The Conservatives’ plan to lift the ban on building new grammar schools has been scrapped by the Government, the Education Secretary has confirmed.
There was speculation that the policy had been dropped or kicked into the long grass after Queen’s Speech last week did not include an Education Bill.
The Government has previously attempted to implement some of its policies during statutory instruments to avoid close-run votes in parliament.
Justine Greening however today confirmed: “There was no education bill in the Queen’s Speech, and therefore the ban on opening new grammar schools will remain in place.”
Some Conservative MPs and most of the opposition parties are opposed to selective schools, meaning that the Tories’ minority government would struggle to pass legislation to introduce them.
Grammar schools were one of Theresa May’s earliest policy proposals, announced in September 2016 shortly after she became Prime Minister.
The ban on new grammar schools was put in place by Tony Blair’s Labour government in 1997, with the 167 existing schools allowed to select by ability specifically enshrined in law.
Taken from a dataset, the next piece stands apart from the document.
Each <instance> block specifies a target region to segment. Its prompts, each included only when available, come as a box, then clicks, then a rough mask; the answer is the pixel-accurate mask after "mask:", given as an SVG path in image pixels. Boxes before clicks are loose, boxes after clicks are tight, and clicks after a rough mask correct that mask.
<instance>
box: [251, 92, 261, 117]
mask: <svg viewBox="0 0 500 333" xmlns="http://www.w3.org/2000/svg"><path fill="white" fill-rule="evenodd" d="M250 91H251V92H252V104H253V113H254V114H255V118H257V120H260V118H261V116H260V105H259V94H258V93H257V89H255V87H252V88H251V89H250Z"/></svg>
The legislation however contains a loophole that allows new selective schools be opened if they are designated as an “annex” of an existing schools.
The Chancellor Philip Hammond allocated £320m in his Budget for new free schools, including selective schools.
The Tory manifesto said: “We will lift the ban on the establishment of selective schools, subject to conditions, such as allowing pupils to join at other ages as well as eleven.
It went on to claim: “Contrary to what some people allege, official research shows that slightly more children from ordinary, working class families attend selective schools as a percentage of the school intake compared to nonselective schools.
“While the attainment gap between rich and poor pupils stands at 25 per cent across the country, at selective schools it falls to almost zero.”
Labour’s shadow education secretary Angela Rayner condemned the £500 million plan as a “vanity project” and said there was “no evidence it will help children move on from socially deprived background”.
The Department for Education has confirmed to The Independent that the policy had been dropped.